Intended use

This immunoassay kit allows for the use in vitro quantitative determination of human Protein S concentrations in cell culture supernates, serum, plasma and other biological fluids.

Introduction

Protein S is a vitamin K-dependent plasma glycoprotein synthesized in the liver. In the circulation, Protein S exists in two forms: a free form and a complex form bound to complement protein C4b.

The best characterized function of Protein S is its role in the anti coagulation pathway, it functions as a cofactor to Protein C in the inactivation of Factors Va and VIIIa. Only the free form has cofactor activity.

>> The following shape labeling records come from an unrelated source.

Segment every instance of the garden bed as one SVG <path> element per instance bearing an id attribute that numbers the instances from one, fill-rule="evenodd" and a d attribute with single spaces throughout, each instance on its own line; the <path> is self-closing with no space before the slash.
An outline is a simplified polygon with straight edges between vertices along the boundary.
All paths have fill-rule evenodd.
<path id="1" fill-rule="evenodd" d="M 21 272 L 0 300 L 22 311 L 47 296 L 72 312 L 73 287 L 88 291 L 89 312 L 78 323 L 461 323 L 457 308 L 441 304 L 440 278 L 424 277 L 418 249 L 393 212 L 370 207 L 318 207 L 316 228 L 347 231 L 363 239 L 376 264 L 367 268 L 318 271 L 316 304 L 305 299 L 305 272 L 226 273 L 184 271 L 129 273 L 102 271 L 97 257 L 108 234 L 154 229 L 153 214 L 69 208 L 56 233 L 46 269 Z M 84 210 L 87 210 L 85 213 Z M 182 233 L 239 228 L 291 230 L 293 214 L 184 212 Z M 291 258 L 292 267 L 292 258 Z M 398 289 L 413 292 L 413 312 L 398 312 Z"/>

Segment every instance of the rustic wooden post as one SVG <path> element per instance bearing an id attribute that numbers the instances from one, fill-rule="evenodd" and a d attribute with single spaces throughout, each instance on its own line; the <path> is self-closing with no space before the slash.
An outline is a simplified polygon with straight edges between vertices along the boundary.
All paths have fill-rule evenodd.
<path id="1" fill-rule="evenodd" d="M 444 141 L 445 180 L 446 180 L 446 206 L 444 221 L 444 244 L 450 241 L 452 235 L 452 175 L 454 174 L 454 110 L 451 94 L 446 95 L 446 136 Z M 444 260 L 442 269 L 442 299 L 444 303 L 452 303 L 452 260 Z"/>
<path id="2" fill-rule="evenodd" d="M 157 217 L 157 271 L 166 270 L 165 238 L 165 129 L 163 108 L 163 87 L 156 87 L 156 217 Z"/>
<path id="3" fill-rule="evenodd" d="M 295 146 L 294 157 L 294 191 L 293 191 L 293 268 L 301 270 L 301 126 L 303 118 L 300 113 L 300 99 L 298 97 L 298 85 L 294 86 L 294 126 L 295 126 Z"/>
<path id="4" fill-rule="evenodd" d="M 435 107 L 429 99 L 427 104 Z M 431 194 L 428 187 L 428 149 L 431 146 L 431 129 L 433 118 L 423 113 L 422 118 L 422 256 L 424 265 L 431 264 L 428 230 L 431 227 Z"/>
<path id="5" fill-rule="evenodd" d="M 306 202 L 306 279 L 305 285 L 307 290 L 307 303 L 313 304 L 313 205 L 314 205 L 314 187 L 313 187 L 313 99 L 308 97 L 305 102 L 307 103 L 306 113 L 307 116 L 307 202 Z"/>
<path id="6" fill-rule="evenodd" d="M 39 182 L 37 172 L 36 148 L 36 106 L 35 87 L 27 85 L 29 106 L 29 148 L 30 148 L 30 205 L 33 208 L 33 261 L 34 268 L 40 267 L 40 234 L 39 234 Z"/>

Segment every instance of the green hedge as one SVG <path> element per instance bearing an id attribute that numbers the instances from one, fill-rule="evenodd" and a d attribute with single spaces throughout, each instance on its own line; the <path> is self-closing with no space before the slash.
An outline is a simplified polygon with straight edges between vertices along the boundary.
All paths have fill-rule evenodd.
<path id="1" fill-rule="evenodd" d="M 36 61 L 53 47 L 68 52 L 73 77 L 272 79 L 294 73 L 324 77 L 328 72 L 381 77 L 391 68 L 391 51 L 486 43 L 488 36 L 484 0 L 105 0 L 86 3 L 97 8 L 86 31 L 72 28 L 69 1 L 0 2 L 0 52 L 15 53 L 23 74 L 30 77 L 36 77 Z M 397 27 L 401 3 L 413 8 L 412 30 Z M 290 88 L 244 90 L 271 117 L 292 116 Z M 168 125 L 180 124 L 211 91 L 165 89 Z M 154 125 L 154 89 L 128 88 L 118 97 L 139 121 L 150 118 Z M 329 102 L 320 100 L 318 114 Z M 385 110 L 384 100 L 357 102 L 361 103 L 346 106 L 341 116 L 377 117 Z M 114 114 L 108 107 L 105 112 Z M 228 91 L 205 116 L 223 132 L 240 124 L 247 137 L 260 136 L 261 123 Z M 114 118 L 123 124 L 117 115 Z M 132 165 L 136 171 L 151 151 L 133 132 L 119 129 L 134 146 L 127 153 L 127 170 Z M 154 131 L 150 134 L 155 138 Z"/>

Protein S can bind to negatively charged phospholipids via the carboxylated GLA domain. This property allows Protein S to function in the removal of cells which are undergoing apoptosis. Apoptosis is a form of cell death that is used by the body to remove unwanted or damaged cells from tissues. Cells which are apoptotic (ie. in the process of apoptosis) no longer actively manage the distribution of phospholipids in their outer membrane and hence begin to display negatively charged phospholipids, such as phosphatidyl serine, on the cell surface. In healthy cells, an ATP (Adenosine triphosphate)-dependent enzyme removes these from the outer leaflet of the cell membrane. These negatively charged phospholipids are recognized by phagocytes such as macrophages. Protein S can bind to the negatively charged phospholipids and function as a bridging molecule between the apoptotic cell and the phagocyte. The bridging property of Protein S enhances the phagocytosis of the apoptotic cell, allowing it to be removed cleanly without any symptoms of tissue damage such as inflammation occurring.

Test principle

The microtiter plate provided in this kit has been pre-coated with an antibody specific to Protein S. Standards or samples are then added to the appropriate microtiter plate wells with a biotin-conjugated polyclonal antibody preparation specific for Protein S and Avidin conjugated to Horseradish Peroxidase (HRP) is added to each microplate well and incubated. Then a TMB substrate solution is added to each well. Only those wells that contain Protein S, biotin-conjugated antibody and enzyme-conjugated Avidin will exhibit a change in color. The enzyme-substrate reaction is terminated by the addition of a sulphuric acid solution and the color change is measured spectrophotometrically at a wavelength of 450 nm ± 2 nm. The concentration of Protein S in the samples is then determined by comparing the O.D. of the samples to the standard curve.